The Senate and the House of Representatives had passed the Fourth
Alteration Bill in October 2014 and transmitted same to the 36 Houses of
Assembly for resolution.
In February this year, both chambers transmitted the outcome of the
state Houses of Assembly to President Jonathan for his assent as
required by law.
However, Jonathan in a letter to the Senate President, which was read
on the floor of the senate yesterday at plenary, enumerated reasons why
he would not assent to the amendments as proposed by the National
Assembly.
In the letter, Jonathan objected to section 4 of the alteration act,
which seeks to alter section 9 of the constitution, by the insertion of a
new section 3A, which dispenses with the assent of the President in the
process of constitutional amendment.
He doubted if the amendment satisfied the constitution requirement,
which provides that it must be supported by the votes of not less than
four-fifths majority of all the members of the National Assembly and
approved by a resolution of the House of Assembly of not less than
two-thirds of all the states as provided by section 9(3) of the 1999
constitution.
The President stated that going by the information contained in the
votes and proceedings of the National Assembly, it is doubtful if the
constitutional requirement was met by the lawmakers and therefore, it
will be unconstitutional for him to assent to the bill.

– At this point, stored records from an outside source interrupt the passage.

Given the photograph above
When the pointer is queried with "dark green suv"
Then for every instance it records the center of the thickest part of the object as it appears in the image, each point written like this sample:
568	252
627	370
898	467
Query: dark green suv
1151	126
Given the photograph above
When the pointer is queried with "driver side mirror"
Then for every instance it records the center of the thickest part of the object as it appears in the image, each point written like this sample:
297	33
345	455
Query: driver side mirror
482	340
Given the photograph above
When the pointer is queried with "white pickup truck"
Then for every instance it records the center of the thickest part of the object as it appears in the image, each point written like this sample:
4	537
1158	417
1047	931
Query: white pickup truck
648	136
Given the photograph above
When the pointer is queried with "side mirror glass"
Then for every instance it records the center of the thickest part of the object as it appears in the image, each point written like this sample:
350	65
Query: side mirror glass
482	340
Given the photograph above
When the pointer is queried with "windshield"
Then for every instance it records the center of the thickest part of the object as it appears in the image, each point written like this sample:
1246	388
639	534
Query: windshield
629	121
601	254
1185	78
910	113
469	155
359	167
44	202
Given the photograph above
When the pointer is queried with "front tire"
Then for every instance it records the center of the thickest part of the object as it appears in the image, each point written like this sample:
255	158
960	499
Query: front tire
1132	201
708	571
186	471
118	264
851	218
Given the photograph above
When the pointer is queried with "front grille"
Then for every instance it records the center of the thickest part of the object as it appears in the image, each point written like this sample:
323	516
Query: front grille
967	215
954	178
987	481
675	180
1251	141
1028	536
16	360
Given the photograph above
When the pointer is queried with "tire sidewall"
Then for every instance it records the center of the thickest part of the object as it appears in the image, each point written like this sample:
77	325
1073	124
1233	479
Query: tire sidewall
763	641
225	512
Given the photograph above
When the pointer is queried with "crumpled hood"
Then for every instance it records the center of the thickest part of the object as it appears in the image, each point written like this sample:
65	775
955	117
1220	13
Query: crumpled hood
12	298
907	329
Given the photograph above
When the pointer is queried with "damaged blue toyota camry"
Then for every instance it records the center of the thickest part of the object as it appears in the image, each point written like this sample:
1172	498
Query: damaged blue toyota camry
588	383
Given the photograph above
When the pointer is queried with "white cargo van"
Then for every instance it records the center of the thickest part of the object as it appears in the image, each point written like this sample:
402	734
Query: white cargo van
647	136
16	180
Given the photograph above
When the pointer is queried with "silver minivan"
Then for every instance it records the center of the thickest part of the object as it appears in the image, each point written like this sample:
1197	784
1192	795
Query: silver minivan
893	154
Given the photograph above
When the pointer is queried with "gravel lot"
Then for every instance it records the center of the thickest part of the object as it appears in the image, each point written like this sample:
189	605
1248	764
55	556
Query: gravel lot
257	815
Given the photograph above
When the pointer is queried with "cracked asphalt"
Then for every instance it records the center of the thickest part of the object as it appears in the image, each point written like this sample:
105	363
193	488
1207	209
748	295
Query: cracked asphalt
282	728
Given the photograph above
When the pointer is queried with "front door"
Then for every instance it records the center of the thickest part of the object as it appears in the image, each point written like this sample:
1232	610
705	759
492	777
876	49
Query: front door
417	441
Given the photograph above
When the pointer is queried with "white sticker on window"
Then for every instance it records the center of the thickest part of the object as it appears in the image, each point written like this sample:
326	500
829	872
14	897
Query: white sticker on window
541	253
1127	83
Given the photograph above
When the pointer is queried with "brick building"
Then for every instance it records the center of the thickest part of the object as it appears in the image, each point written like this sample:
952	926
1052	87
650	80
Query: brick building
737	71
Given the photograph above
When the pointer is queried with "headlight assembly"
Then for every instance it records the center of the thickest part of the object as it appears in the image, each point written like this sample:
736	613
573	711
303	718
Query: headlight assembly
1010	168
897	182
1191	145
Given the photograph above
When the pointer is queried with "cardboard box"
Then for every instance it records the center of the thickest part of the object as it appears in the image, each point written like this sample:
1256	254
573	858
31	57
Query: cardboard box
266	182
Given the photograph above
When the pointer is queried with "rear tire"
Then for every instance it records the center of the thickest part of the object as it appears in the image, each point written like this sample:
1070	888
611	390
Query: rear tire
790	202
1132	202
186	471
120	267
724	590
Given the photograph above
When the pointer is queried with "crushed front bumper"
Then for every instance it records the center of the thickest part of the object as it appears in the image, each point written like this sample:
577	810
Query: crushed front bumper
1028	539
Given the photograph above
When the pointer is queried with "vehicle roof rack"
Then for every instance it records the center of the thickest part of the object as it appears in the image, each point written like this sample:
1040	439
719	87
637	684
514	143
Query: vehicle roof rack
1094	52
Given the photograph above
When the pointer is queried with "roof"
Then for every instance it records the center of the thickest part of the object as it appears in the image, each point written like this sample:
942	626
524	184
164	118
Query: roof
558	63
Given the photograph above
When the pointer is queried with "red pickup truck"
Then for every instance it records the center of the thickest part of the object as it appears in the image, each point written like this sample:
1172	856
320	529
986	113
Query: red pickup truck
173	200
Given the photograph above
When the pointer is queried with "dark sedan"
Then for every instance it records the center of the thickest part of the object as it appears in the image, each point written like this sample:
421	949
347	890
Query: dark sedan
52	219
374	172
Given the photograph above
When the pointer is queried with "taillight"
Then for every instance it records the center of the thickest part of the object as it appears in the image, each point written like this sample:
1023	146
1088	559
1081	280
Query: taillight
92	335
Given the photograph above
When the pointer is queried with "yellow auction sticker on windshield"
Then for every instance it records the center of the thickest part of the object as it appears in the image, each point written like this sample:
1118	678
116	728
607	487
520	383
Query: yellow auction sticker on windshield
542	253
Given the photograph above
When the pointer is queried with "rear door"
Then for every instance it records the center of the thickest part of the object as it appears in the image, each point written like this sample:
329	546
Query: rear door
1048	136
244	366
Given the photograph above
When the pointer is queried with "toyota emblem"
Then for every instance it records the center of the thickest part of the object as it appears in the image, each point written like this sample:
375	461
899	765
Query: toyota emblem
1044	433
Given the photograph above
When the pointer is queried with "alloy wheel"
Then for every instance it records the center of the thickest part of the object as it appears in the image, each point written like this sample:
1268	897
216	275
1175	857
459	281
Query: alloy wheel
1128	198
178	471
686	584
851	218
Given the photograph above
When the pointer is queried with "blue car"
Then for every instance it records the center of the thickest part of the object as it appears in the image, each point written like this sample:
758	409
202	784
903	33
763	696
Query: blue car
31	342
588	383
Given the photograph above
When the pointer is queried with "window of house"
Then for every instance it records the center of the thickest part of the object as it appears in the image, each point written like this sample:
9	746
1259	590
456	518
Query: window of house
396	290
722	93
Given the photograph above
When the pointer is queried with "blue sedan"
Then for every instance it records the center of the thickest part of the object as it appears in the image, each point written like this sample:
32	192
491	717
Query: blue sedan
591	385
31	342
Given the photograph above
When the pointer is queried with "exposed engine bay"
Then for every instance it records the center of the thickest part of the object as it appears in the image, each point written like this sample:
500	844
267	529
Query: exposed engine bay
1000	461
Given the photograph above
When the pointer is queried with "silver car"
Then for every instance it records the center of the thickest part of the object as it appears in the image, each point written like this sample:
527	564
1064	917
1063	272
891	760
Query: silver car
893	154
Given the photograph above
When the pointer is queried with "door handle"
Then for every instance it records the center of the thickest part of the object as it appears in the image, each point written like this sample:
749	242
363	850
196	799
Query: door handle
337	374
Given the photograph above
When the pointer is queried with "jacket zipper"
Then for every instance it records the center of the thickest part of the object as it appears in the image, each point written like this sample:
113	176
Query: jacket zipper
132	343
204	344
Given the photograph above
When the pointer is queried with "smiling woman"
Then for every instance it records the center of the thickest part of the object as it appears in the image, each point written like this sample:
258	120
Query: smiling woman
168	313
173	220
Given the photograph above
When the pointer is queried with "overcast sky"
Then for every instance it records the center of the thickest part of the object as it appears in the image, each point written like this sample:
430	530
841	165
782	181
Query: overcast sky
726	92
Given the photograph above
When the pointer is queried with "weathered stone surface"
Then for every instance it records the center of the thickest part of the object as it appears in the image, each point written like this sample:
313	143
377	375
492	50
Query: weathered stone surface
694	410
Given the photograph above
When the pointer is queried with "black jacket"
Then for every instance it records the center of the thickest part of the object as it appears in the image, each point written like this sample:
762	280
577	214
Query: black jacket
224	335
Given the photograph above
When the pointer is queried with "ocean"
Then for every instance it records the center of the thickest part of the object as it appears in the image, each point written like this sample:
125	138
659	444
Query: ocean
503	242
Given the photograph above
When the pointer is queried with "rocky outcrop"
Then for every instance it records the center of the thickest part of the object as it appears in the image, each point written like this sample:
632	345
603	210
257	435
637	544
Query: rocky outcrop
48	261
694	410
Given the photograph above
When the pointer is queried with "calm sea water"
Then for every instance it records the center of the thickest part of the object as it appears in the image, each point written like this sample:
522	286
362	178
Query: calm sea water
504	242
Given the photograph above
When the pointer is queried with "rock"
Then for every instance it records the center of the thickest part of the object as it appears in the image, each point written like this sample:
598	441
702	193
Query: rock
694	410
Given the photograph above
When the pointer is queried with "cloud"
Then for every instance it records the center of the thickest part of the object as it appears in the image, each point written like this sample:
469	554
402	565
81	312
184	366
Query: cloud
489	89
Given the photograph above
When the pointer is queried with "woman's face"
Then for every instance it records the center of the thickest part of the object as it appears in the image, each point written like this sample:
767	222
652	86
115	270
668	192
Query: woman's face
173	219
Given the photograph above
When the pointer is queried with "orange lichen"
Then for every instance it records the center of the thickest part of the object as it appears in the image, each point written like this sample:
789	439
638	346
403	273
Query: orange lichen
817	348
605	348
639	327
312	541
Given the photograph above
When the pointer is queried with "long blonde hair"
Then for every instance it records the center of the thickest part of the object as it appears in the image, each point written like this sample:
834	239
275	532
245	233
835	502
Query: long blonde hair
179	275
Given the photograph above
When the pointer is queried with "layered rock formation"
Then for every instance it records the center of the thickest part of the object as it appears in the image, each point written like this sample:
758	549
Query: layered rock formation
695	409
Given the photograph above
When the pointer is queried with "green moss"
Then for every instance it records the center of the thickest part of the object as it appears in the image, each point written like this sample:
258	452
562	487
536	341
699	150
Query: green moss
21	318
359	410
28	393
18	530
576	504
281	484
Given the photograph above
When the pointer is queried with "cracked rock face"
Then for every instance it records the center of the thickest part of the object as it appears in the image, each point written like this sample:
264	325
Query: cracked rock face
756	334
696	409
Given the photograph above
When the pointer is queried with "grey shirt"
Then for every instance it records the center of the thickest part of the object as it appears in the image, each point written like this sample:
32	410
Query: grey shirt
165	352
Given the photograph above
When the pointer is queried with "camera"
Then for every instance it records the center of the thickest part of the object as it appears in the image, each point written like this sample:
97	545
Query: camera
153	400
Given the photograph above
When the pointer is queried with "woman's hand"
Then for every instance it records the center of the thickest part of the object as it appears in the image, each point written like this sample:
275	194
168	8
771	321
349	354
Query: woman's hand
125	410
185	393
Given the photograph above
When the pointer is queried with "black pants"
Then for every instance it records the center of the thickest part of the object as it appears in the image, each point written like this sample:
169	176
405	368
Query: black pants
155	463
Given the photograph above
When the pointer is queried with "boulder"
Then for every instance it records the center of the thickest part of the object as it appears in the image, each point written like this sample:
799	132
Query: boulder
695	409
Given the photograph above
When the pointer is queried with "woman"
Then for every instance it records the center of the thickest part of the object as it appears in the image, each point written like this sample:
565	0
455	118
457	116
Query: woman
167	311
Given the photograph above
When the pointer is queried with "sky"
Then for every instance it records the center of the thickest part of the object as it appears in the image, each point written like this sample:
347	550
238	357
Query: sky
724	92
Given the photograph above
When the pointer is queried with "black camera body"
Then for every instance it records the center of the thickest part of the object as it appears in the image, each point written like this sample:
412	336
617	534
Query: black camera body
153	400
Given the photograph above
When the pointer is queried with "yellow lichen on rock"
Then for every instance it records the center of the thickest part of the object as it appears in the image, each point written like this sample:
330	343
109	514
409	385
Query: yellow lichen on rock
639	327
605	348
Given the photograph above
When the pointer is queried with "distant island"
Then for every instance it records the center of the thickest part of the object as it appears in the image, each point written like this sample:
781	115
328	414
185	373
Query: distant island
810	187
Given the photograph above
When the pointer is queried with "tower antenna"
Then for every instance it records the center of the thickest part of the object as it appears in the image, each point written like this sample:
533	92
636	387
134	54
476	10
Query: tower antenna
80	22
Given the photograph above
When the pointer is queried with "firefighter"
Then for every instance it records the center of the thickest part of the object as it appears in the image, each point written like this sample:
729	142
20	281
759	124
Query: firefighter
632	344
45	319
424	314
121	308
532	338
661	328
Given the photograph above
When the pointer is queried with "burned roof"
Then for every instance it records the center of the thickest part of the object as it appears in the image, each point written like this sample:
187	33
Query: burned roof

The President also raised concerns over the insertion of sections
45A-45B, which guarantees right to free basic education and unqualified
right to free primary and maternal care services.
According to the President, the alteration as contained is open ended
and should have been restricted to government schools only in the case
of right to free basic education.
“This is because a right, unless qualified or restricted, must be
observed by all,” the President noted, stressing that, “It follows
therefore that the right to free basic education under this provision if
taken to its logical conclusion, will invariably apply to private
schools, which could not have been the intendment of the legislature.”
Same, the President argues, applies to right to free primary and maternal care services.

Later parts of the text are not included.